I got the following function which is supposed to be harmonic on the unit ball
Is there a quick way to show that this is true ?
$\frac 1 {\left\| |y| x - \frac y {|y|} \right\|} =f(x)$ for all $x,y \in $ the unit ball $\mathbb B_1(0) \subset \mathbb R^3$
I tried to find some "clever "substitution to solve this without too much calculation, but couldn't find any
Edit: $\Delta_x f(x,y)=0$ (only harmonic with respect to $x$)

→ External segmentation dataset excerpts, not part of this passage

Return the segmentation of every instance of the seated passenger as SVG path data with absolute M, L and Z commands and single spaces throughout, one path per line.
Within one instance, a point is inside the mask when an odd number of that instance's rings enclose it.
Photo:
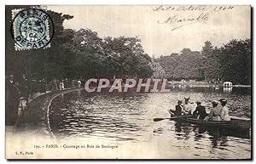
M 229 115 L 229 108 L 227 107 L 227 100 L 221 99 L 219 102 L 222 105 L 220 117 L 223 121 L 230 121 L 230 116 Z
M 183 112 L 182 101 L 178 100 L 177 105 L 175 106 L 175 110 L 170 110 L 169 112 L 171 113 L 171 115 L 173 115 L 174 116 L 182 116 L 182 112 Z
M 210 111 L 210 114 L 208 116 L 207 116 L 204 120 L 205 121 L 221 121 L 220 113 L 221 109 L 218 106 L 217 101 L 212 101 L 212 109 Z
M 193 112 L 193 116 L 197 118 L 197 119 L 205 119 L 205 117 L 207 116 L 206 112 L 206 107 L 201 105 L 200 101 L 196 101 L 196 108 L 195 110 Z

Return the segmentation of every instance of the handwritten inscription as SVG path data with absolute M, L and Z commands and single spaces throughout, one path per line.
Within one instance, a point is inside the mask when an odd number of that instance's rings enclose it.
M 178 29 L 183 26 L 186 26 L 192 24 L 207 22 L 210 20 L 212 13 L 220 13 L 223 11 L 228 11 L 233 9 L 234 6 L 164 6 L 160 5 L 153 8 L 154 12 L 170 12 L 167 17 L 162 18 L 157 20 L 158 24 L 170 25 L 172 31 Z M 197 12 L 199 13 L 196 16 L 183 16 L 180 15 L 180 13 L 190 13 Z M 195 15 L 195 14 L 194 14 Z

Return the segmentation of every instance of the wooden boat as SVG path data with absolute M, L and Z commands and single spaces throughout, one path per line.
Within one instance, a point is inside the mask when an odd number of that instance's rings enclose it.
M 226 128 L 226 129 L 249 129 L 251 121 L 238 117 L 231 117 L 230 121 L 203 121 L 192 117 L 183 117 L 175 119 L 177 122 L 183 122 L 198 126 L 207 127 L 212 128 Z

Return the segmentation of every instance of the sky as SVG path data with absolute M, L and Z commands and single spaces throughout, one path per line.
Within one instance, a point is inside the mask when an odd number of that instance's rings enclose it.
M 201 51 L 206 41 L 220 47 L 250 38 L 250 6 L 47 6 L 74 17 L 65 28 L 89 28 L 99 37 L 138 37 L 149 56 Z

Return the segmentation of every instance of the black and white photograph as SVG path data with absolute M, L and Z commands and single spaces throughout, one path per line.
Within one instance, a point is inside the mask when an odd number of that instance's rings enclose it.
M 5 158 L 252 160 L 252 11 L 5 5 Z

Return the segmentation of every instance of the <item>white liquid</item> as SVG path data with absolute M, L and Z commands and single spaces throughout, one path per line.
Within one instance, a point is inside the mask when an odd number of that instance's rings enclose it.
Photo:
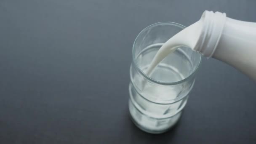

Introduce $ z = \frac{y}{\Vert y \Vert^2} \in \mathbb{R}^3 \setminus \overline{\mathbb{B}_1 (0)}$ and write $$ f(x) = \frac{1}{\Vert y \Vert \Vert x -z \Vert} \equiv \frac{g(x-z)}{\Vert y \Vert} \, . $$ $g : \mathbb{R}^3 \setminus \{0\} \to \mathbb{R}, g(v) = \Vert v \Vert^{-1} ,$ is a smooth, harmonic function, which can be shown by direct calculation.
Thus $f : \mathbb{R}^3 \setminus \{z\} \to \mathbb{R}$ is smooth and harmonic by the chain rule. Since $z \not\in \mathbb{B}_1 (0)$, $f$ is harmonic on the unit ball.